From the doorway, Mr. Flippin answered him. "We don't want pay—— Neighbors don't ask for money when they—help out——"

There was a fine dignity about him. He was a rough farmer in overalls, but Dalton would never match the simple grace of his fine gesture of hospitality.

The Major, who had been silent, now spoke up. "You are having more than your share of trouble, Mr. Waterman. First your wife, and now your guest."

"Oh, I am, I am," said Oscar, brokenly. "I don't see what I've done to deserve it."

He was a pathetic figure. Whatever else he lacked, he loved his wife. If she died—he felt that he could not bear it. For the first time in his life Oscar faced a situation in which money did not count. He could not buy off Death—all the money

in the world would not hold back for one moment the shadow of the Dark Angel from his wife's door.

III

The window of the east room looked out on the old orchard. There was a screened door which opened upon a porch and a stretch of lawn beyond which was the dairy.
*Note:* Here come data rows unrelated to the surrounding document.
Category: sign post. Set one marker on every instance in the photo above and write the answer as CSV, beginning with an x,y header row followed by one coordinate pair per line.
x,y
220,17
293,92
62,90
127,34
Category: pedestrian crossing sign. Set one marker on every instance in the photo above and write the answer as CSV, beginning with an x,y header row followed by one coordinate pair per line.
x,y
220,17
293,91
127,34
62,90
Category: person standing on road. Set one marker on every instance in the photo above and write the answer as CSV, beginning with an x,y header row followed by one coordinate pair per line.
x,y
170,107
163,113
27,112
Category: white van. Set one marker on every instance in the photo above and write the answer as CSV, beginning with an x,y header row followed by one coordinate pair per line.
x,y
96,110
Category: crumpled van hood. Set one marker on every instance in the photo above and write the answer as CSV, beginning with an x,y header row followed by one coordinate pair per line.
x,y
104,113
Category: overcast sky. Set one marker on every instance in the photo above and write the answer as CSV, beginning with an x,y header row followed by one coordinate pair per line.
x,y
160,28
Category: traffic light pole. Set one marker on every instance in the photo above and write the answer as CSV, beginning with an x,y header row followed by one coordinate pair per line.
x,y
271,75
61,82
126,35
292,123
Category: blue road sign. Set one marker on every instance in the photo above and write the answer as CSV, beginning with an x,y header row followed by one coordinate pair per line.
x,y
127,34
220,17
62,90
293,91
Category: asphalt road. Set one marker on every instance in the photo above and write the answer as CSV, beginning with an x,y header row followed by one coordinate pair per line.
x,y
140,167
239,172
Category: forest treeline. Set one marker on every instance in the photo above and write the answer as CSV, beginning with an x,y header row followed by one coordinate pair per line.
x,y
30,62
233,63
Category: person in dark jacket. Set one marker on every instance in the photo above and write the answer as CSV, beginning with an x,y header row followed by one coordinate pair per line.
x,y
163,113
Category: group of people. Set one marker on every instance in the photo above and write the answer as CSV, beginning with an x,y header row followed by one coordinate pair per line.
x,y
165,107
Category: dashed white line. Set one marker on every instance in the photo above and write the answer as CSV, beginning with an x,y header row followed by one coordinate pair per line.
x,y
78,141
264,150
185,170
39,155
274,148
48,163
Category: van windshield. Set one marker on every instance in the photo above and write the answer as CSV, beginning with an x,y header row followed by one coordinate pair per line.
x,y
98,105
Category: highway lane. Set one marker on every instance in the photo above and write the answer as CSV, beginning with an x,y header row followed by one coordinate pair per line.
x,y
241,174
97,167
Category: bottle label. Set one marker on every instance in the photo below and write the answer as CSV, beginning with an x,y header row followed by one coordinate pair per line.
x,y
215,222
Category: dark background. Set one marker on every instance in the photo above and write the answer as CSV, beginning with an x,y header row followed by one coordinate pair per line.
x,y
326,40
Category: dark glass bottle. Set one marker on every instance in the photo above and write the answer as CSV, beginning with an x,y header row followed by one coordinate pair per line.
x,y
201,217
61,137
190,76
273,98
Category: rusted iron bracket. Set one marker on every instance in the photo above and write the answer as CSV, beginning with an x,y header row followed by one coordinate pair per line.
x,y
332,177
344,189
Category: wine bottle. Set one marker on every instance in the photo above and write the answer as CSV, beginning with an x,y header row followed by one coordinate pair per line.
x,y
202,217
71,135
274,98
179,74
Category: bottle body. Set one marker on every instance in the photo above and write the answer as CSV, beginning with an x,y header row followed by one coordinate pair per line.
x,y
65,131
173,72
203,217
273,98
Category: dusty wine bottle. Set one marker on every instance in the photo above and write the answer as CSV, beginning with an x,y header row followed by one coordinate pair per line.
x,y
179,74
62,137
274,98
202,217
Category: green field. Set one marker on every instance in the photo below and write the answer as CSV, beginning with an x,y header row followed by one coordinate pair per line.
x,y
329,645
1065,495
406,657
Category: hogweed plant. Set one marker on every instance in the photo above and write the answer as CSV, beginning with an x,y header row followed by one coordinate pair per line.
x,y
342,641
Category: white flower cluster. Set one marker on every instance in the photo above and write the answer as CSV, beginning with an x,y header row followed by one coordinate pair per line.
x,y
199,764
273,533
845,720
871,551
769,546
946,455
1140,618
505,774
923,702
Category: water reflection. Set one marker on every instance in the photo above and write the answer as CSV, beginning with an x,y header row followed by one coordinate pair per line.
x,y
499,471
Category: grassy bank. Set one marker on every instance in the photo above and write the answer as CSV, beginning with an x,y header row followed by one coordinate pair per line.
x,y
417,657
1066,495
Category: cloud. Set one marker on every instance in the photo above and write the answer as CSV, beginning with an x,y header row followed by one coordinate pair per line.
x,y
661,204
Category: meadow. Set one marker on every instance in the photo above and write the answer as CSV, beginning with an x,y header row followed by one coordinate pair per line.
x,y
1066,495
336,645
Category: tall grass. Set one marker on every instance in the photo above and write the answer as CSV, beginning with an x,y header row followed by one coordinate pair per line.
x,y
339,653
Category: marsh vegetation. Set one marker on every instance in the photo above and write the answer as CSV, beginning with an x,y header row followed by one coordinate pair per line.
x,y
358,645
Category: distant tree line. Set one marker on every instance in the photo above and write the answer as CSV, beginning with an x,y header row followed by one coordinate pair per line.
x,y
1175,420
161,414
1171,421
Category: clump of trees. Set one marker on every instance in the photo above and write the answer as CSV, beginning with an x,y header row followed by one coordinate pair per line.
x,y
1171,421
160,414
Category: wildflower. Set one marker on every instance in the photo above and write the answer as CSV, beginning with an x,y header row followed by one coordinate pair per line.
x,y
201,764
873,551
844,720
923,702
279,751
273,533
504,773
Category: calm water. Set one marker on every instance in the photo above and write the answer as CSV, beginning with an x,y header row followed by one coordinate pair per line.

Within the room there was a wide white bed, and a mahogany dresser with a scarf with crocheted trimming, above the dresser was an old steel engraving of Samson destroying the temple. The floor was spotless, a soft breeze shook the curtains. Madge, relieved from pain and propped on her pillows, watched a mother cat who with her kittens sat just outside the door.

She was a gray cat with white paws and breast, not fat at the moment but with a comfortable well-fed look. She alternately washed herself and washed her offspring. There were four of them, a rollicking lot not easy to keep in order.